SpiderMonkey (as x86_64 doesn't get any TraceMonkey love)
SquirrelFish (extrapolated from someone else's numbers on a faster computer)
C (gcc -O3) with alloca'd double arrays (yes, this is a bad idea)
C (gcc -O3) with malloc'd double arrays
C (gcc -O3) with posix_memalign'd double arrays (get them on a 16-byte boundary)
C using floats (and malloc'd arrays, posix_memalign made the times the same as with doubles... go figure.)
What did I learn
SSE (which GCC outputs for fp math) really doesn't like unaligned data. Or stack data. Or both.
And that data allocation is a finicky beast.
The speed difference between malloc'd and posix_memalign'd data is just wack.
Edit: On reading the ASM generated for the float arrays: GCC inlines the multiplication using movaps (i.e. 128-bit wide float mov) when you use only malloc, but if you have a posix_memalign call on an array (you don't even need to use the result), it falls back to using movss (scalar float mov.) The throughput for both is the same, but movss moves 4 times less data.
Looking at the ASM generated for the double arrays, it's the same thing but opposite results. The malloc version uses movapd and movhpd (and some mulpd and addpd), while the posix_memalign version uses movsd and does scalar math.
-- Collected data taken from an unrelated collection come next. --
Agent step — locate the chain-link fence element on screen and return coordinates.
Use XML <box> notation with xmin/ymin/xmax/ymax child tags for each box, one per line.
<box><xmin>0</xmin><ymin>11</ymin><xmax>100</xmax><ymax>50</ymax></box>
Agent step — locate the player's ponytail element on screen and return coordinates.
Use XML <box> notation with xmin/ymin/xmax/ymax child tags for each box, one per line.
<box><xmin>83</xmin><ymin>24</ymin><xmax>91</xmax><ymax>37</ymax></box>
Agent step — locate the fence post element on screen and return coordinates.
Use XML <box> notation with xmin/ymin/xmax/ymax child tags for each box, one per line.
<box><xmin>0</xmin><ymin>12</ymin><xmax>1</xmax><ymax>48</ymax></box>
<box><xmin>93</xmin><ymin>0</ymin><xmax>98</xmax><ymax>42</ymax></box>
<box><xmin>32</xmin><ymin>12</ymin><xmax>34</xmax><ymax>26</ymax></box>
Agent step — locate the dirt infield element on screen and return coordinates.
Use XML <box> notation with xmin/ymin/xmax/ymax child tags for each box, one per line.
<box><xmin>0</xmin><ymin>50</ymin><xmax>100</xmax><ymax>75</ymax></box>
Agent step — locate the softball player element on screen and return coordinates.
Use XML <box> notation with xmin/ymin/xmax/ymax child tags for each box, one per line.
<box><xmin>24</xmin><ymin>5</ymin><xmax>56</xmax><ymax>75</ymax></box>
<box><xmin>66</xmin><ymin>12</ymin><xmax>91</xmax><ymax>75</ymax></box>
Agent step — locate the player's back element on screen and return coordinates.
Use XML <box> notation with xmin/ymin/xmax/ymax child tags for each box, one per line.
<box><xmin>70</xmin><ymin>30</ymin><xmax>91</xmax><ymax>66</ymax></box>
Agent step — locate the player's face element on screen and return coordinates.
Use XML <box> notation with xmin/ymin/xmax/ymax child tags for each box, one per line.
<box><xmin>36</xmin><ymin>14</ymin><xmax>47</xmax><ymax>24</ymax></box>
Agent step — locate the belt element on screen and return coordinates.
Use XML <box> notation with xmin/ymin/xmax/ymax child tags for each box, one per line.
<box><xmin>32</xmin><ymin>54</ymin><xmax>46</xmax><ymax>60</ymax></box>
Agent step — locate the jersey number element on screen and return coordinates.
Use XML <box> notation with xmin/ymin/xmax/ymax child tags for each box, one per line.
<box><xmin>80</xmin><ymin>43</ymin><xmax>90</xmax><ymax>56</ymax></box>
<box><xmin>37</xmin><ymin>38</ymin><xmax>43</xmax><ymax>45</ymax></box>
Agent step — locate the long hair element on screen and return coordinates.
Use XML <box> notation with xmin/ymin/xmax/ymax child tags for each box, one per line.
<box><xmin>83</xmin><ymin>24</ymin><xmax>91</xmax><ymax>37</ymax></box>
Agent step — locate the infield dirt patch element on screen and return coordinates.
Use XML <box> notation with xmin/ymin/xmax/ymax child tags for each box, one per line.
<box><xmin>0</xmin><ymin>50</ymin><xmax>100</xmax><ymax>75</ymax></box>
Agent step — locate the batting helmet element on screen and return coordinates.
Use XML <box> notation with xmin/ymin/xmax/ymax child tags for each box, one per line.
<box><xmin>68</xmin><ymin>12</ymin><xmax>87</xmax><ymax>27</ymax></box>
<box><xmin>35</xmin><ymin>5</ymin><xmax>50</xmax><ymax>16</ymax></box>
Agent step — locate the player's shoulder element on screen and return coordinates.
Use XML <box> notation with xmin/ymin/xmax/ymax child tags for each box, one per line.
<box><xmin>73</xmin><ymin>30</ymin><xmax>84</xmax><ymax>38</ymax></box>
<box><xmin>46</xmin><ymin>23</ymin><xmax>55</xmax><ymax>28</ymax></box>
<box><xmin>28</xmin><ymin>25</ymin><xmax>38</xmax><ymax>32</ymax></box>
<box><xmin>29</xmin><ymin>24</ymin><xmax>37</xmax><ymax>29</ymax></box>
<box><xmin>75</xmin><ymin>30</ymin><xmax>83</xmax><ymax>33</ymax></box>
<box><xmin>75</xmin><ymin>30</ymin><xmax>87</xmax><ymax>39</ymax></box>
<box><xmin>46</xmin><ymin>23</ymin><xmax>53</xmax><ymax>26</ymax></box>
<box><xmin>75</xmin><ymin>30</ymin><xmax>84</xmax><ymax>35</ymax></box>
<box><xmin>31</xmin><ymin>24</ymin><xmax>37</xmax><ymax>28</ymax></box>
But the malloc version is jumpier and longer, so that probably screws its performance.
If you do an average of one mmult per active object per frame, and the rest of your engine overhead is a fixed 12 ms per 60fps frame, you could have 50000 objects with C, 1700 objects with SquirrelFish, and 370 objects with SpiderMonkey. And then you still would have to try and do something about the 150 ms GC pauses that SpiderMonkey hoists on you...